Channel used by wireless terminals

A random-access channel (RACH) is a shared channel used by wireless terminals to access the mobile network (TDMA/FDMA, and CDMA based network) for call set-up and bursty data transmission. Whenever mobile wants to make an MO (Mobile Originating) call it schedules the RACH. RACH is transport-layer channel; the corresponding physical-layer channel is PRACH.

==RACH for GSM standard==
Since RACH is shared, there is a probability that two or more mobiles transmit at the same time and their transmissions collide in the medium (air) and they will not be granted access to the network.
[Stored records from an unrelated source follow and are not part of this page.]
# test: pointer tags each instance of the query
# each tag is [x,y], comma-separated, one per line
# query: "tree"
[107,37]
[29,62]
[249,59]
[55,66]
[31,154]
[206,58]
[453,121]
This happens because limit for number of mobiles transmitting in one RACH time slot is not defined in the GSM standard. If collision happens then mobile waits for random period of time and transmits the RACH again. RACH uses GSM 51 frame multiframe structure in the uplink to transmit information. Mostly TS1 is used but in high capacity GSM cell areas, TS2, TS4 and TS6 is also used for RACH leaving TS0 (mainly used for broadcast frequency).

A random-access channel like that of mobile phone networks is also used in the OpenAirMesh network, between cluster heads and mesh routers.

A key feature of a random-access channel is that messages are not scheduled (compared to, for example, a "dedicated channel" in UMTS, which is assigned exclusively to one user at a time). There is no certainty that only a single device makes a connection attempt at one time, so collisions can result.